I will try and keep this short and to the point.
Given the following
#!/usr/bin/python
from lxml import etree
root = etree.Element('root')
sect = etree.SubElement(root,'sect')
para = etree.SubElement(sect,'para')
para.text = 'this is a [b]long[/b] block of text. Much longer than this example makes it out to be.'
how would I be best going about converting the output to what I have below. notice the [b]’s became element <b>
<root>
<sect>
<para>
this is a <b>long</b> block of text.
Much longer than this example makes it out to be.
</para>
</sect>
</root>
My real input and xml is considerably more complex. However, this is the gist of it. I have taken a standardly formatted text document and I am converting it to xml. The structure of the document is rather static. Therefore, this is not as crazy as it sounds. I currently have it broken into lines. This is relevant, because as I go through each line I have no trouble identifying <sect> or a <title>, but often times a <para> will have some extra formatting in its line. In this example, a [b], that needs to be converted yet again. What would be the best way of accomplishing this?
Items to keep in mind
-
the authors of my input texts are not always consistent. therefore, it would be best to develop a lose regexp to find [b] WORD [/b] or when the authors errors something like [b[WORD[/b]. my current idea is to match something like [b or b]
-
I am currently processing my input file line by line. I have removed any blank lines. should I consider processing this afterwards? I have no strong goal, but feel that this can be contained in a single loop through the text.
-
This will need to play well with lxml when I output my document. for example see the edit below with my comment on the bbc parser
I have worked on this most of the afternoon, and can discuss more of the routes I have taken. I will be working on this throughout the evening so if I come across other items to keep in mind I will update this question accordingly.
EDIT: Or my problem with bbc parser
Paul thoughtfully suggested postmarkup-1.1.4, however, as you can see it does not play well with lxml. converting the elements to enities. This was a problem I ran into this afternoon when I did this through a search and replace. Ultimately, this is a perfect sed solution. As was pointed out. However, I was hoping to have not be the end user of this script and would rather everything contained within one command.

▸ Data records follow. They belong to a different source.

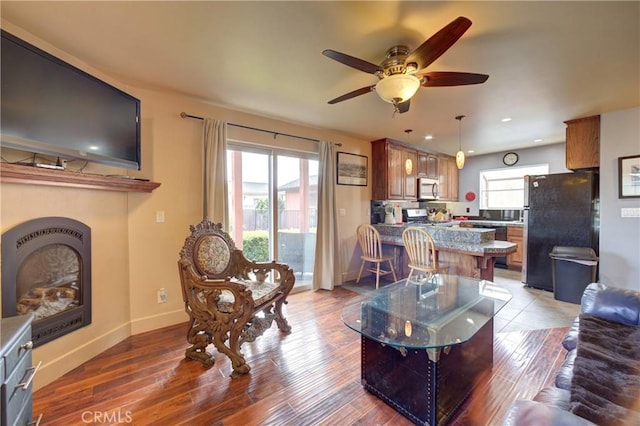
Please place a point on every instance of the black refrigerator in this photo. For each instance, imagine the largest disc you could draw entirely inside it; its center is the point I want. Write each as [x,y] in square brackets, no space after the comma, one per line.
[559,210]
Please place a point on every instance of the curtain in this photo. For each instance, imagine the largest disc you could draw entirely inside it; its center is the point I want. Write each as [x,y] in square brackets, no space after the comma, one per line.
[214,206]
[326,270]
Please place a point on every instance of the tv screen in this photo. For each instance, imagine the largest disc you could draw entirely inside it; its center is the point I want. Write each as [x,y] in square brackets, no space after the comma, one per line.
[51,107]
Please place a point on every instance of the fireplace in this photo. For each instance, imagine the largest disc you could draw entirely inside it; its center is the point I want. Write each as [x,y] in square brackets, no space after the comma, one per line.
[46,272]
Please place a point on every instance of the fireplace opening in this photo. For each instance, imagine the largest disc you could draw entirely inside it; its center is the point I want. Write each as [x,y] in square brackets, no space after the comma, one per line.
[46,272]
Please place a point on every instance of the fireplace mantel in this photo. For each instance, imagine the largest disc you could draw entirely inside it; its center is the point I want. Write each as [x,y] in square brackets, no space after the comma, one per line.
[14,173]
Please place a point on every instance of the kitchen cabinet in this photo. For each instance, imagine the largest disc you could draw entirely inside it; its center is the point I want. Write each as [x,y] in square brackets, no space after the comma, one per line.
[16,370]
[514,235]
[394,171]
[427,165]
[583,143]
[448,178]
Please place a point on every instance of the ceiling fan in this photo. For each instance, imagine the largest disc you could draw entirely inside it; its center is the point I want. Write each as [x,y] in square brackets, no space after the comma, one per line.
[402,71]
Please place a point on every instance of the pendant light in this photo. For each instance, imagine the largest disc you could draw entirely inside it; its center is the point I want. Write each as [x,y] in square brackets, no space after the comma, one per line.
[460,153]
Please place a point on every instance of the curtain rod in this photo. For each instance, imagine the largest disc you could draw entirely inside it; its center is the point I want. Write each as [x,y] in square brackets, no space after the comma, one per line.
[185,115]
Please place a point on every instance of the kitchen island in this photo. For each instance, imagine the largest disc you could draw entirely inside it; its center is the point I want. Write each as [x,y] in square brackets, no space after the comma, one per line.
[469,252]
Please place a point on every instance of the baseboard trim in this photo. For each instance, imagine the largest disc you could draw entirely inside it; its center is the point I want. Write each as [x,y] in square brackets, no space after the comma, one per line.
[53,369]
[57,367]
[153,322]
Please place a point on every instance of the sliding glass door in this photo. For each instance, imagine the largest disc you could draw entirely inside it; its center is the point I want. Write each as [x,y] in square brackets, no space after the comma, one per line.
[273,206]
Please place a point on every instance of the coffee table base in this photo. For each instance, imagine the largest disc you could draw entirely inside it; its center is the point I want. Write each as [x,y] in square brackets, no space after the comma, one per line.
[425,391]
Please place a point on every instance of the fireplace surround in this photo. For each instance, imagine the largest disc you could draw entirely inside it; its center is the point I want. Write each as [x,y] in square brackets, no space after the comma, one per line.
[46,272]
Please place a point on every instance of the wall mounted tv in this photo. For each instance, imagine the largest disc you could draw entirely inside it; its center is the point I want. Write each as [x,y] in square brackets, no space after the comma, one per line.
[51,107]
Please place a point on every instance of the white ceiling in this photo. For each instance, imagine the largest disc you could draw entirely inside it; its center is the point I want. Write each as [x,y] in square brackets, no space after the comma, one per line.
[548,61]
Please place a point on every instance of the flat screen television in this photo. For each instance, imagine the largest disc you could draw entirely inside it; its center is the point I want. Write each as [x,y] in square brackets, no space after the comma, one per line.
[48,106]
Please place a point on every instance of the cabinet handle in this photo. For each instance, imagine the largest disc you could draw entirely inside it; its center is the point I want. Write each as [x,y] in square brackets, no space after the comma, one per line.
[37,422]
[34,370]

>>> p.text = render_bbcode(p.text)
>>> p.text
'this is a <strong>long</strong> text string'
>>> etree.tostring(root)
'<root><p>this is a <strong>long</strong> text string</p></root>'
doing this in reverse returns equally poor results
>>> p.text
'this is a [b]long[/b] text string
>>> render_bbcode(etree.tostring(root))
u'<root><p>this is a <strong>long</strong> string</p></root>'
The postmarkup library seems to come closest to what you want to do.
http://pypi.python.org/pypi/postmarkup/1.1.4
Unfortunately it hasn’t seen a lot of development recently, but I don’t see any other libraries that look tons better.

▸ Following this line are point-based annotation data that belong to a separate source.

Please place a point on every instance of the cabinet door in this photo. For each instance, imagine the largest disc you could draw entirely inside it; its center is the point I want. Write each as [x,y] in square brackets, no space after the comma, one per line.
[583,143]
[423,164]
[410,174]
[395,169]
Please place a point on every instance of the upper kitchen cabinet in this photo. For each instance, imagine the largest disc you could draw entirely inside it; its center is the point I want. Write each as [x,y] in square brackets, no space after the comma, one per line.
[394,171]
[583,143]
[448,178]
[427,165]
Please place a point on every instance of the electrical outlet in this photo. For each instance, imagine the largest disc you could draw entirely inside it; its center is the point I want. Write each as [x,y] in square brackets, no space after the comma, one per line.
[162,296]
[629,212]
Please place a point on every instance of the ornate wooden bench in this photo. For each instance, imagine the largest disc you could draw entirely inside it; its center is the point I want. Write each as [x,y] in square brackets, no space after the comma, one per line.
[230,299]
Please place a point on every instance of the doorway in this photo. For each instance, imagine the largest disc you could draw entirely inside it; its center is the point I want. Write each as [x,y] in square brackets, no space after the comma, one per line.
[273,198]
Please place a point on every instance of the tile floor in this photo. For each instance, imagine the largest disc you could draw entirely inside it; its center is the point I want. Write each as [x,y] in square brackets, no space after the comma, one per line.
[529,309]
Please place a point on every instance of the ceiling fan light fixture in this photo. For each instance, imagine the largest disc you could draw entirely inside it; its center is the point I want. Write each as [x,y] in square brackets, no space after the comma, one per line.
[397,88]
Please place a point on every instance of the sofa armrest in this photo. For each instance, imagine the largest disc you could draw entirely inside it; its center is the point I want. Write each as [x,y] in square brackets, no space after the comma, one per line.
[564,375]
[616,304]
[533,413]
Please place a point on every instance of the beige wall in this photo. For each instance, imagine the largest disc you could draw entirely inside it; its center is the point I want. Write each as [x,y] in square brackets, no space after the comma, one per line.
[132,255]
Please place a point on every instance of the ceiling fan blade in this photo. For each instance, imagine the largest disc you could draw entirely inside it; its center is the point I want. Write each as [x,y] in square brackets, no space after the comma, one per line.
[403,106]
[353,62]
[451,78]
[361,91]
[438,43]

Starting from there and modifying the existing elements to fit your syntax is probably faster than reinventing the parsing wheel from scratch.
If that isn’t a good direction, you might look at the more low-level syntax lexing and parsing, but that will rapidly get complex to the point that you might be better of with simple repetitive regexes and hand correction. How big is your corpus?
The final item of note is that tasks like this are precisely what
sedwas written to do. It can be amazingly powerful if you’re willing to learn how to use it. If you’re not already comfortable with it though, the Python might be easier.